Recently my partner surprised me by demonstrating a feature of our Alexa I was unfamiliar with: The digital voice assistant will apologize on demand. He then showed, in an impressive variety of tones and voices, how the command “Alexa, apologize!” elicited an ongoing stream of “sorrys” from our Amazon Echo device.
The past year has definitely been challenging and at times downright horrible, but I’m pretty sure it’s not all Alexa’s fault.
It was amusing of course, as poking fun at digital assistants can often be. But it was also depressing. She obliged so willingly and repeatedly. She apologized without asking for reason or explanation. Her tone was so … agreeable. She even delivered an apology when the command was yelled at her in an accusatory tone.
Once the disturbing experiment was over — for which I felt the need to apologize to Alexa — what stuck with me was the thought that someone programmed this device to respond this way when so many other options were possible. Someone decided that Alexa should always say sorry when asked. More than 200 million Alexa-enabled devices have now been sold with their smart speakers presumably available to apologize to the world.
But what is Alexa apologizing for? The assistant’s glitches, or a poorly designed skill? Amazon’s treatment of its workers? The Covid-19 pandemic? Being female? Or is the device’s apology simply available as a vehicle for her users to vent their pent-up daily frustrations?
The past year has definitely been challenging and at times downright horrible, but I’m pretty sure it’s not all Alexa’s fault. And yet this feminized device is a willing and available outlet for our irritations or amusement by way of an unconditional, open-ended and continually available apology.
Sure, she’s just doing her job. But in Alexa’s seemingly innocuous “sorry,” this device implicitly accepts the blame and responsibility for some unknown wrongdoing directed toward her.

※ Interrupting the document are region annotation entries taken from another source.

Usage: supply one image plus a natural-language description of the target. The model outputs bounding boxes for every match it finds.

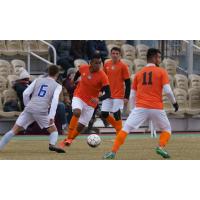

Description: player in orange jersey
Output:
[101,47,131,133]
[104,48,178,159]
[60,54,110,147]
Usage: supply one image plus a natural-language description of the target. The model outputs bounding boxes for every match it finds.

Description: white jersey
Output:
[23,77,62,118]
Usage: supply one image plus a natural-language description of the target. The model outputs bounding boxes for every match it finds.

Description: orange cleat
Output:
[59,139,73,148]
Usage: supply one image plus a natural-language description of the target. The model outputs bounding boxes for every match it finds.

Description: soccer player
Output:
[60,54,110,147]
[104,48,178,159]
[0,65,65,153]
[101,47,131,133]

What’s more, she is so complicit and assured of her blame that she doesn’t even think to inquire what she is apologizing for.

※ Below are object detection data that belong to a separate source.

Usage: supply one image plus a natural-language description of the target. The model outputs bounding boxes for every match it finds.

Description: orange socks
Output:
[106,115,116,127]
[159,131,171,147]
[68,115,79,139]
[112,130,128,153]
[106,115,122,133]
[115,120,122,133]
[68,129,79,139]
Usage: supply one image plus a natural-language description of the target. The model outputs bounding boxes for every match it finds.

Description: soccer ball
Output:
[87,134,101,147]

Yes, I understand that Alexa is just a device. I get that she is a convenient and potentially gratifying conduit for offloading day-to-day annoyances. I also accept that novelty Alexa skills — like the one where the device says sorry on behalf of Amazon to cities that didn’t make the cut in the contest for the company’s new headquarters — can be funny and entertaining. And of course, I know Alexa doesn’t have feelings. But I do. And when I hear a device with a feminine voice and name apologizing for something it probably didn’t do, I feel dismayed for the ripple effects this could generate within society.
In 2021, it’s not unreasonable to expect the largest, wealthiest and most powerful companies in the world to promote gender equality and respectful interactions across their product range (as Amazon claims to do), especially when that product is programmed to mimic a female voice.
If a real woman were to apologize on demand like Alexa, we would and should be deeply concerned. It could signal that she’s in an emotionally abusive relationship or a victim of domestic violence, for example. At best we’d be worried about her self-esteem.
That’s because accepting blame and fault is one of the indicators of people who have internalized verbal derogation in domestic abuse situations. Women experiencing coercive control by an intimate partner are also more likely to apologize excessively, especially if they are made to feel worthless.
Alexa’s always-available apologies risk modeling and normalizing the idea that women can and should apologize for everything. In a world where victim-blaming of women is already prevalent and damaging, Alexa’s willing stream of sorrys should leave us concerned about the potential to undermine progress toward respecting women, which is one of the well-established precursors to preventing violence.
Furthermore, Alexa’s apologies are completely unnecessary. There are many other potential replies to a request for an apology that would not make this device submissive — or worse still, an open outlet for abuse. The standard response programmed into most digital assistants (example, “I can’t help you with that”) would be an improvement.
Better yet, a demand for an apology could be met with a query asking if the unsatisfied human would like to be connected to the Amazon complaints team. Alexa could remind users that she is created by people, and that they are responsible for any glitches — not “her.” Alexa could enquire why an apology is warranted, and why she should be the one to give it. She could explain why it is not appropriate to provide an apology. And she could even direct people to mental health services. If the demands become more insistent and aggressive, she could “disengage,” as she now does in response to sexual harassment and some inappropriate requests.
Whatever the response, Alexa herself shouldn’t take the blame. If anyone owes an apology, it’s Amazon: not to the millions of Alexas, but to all of us who are potentially harmed by devices that inadvertently condone disrespectful actions toward women.